Part 2

What to Invest In

Chapter 6

What Are Stocks?

Pizza slices with company icons — stocks are pieces of companies

A stock is a tiny piece of a company. When you buy a stock, you own a small part of that business.

Think of a company like a pizza:

  • The whole pizza is the company
  • Each slice is a stock

If the company does well, your slice becomes more valuable. If the company struggles, your slice is worth less.

A pizza divided into slices representing stocks — each slice is a small piece of ownership in a company

The stock market

The stock market is where these slices are bought and sold.

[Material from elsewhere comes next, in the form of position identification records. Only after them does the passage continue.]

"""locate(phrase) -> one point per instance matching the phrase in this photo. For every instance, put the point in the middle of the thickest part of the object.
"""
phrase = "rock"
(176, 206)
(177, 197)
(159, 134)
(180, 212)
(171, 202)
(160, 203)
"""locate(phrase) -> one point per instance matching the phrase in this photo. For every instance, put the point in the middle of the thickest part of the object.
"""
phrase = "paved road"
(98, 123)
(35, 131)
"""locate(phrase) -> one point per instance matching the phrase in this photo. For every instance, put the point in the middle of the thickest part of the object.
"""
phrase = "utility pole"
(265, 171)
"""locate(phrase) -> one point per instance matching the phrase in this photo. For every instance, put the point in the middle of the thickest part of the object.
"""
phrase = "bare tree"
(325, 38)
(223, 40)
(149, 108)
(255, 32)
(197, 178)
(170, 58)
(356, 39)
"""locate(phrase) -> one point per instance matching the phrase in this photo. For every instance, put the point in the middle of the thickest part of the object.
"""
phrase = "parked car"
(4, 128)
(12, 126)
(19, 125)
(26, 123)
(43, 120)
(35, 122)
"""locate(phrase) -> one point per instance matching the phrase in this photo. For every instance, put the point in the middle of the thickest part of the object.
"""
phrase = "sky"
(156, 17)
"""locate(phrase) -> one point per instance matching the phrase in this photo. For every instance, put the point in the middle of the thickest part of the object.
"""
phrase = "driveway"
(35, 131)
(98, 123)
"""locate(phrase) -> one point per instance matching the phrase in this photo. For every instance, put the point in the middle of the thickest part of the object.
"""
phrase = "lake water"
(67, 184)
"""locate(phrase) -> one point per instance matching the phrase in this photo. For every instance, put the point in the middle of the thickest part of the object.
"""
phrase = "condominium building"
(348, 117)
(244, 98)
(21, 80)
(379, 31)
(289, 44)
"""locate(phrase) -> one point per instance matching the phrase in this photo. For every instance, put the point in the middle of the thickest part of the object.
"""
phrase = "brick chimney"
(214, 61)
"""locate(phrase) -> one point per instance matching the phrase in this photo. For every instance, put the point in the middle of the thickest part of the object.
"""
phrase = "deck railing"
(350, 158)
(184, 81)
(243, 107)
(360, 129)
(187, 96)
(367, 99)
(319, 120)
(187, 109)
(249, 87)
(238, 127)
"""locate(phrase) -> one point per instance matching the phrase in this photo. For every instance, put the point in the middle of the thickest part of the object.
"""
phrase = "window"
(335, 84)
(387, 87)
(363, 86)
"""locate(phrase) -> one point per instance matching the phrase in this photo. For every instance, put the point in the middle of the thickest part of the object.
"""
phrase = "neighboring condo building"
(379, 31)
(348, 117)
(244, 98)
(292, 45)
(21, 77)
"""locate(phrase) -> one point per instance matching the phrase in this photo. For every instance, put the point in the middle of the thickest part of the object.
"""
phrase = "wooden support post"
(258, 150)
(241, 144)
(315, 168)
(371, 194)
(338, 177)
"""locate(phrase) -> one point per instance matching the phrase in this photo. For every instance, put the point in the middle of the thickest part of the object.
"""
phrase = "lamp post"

Every day, millions of people buy and sell stocks based on news, expectations, and emotions. This is why prices bounce around all the time. In the short term, the market is noisy and unpredictable.

Stock prices zigzag wildly around the real value line — short-term movements are driven by emotions and news, not fundamentals

Stocks you already know

Stocks aren't some abstract financial thing. They represent real companies you use every day:

Apple, Amazon, Microsoft, Coca-Cola, McDonald's, Nike, Google...

When you buy a stock in Apple, you literally own a tiny piece of Apple. If Apple makes a lot of money, your piece becomes worth more.


Types of stocks

Not all stocks behave the same:

Tech stocks — Companies like Apple or Microsoft that build technology. They can grow fast, but their prices often jump around a lot.

Growth stocks — Companies like Tesla or Amazon (in its early days) that are focused on growing quickly. High potential, but also high risk.

Stable stocks — Older companies like Coca-Cola or Nestlé. They grow slowly, but are more predictable. They often pay dividends — small cash payments to investors.

Three types of stocks compared: Tech stocks (fast growth, wild ride), Growth stocks (big potential, big risk), and Stable stocks (slow and steady, pays dividends)

Why picking individual stocks is hard

Here's the problem: nobody knows the future.

Even great companies can struggle. And even if you pick the right industry, you might pick the wrong company.

Example: picking the AI winner

You know AI is going to be huge. So you try to pick the winner:

  • Nvidia — makes AI chips
  • Microsoft — makes AI software
  • Google — makes AI tools
  • Tesla — makes AI robots
Illustration showing the difficulty of picking a single winning stock out of many competing companies

But who will still be winning in 10 years? Who will make a fatal mistake? What new company might appear out of nowhere?

Even experts get this wrong constantly. That's why picking one stock is like putting all your money on one horse.

Key takeaway

Stocks are pieces of real companies. The stock market is where they're traded. Prices are hard to predict, and emotions make it even harder. This is why most smart investors don't try to pick winners. Instead, they buy many companies at once — using something called an ETF.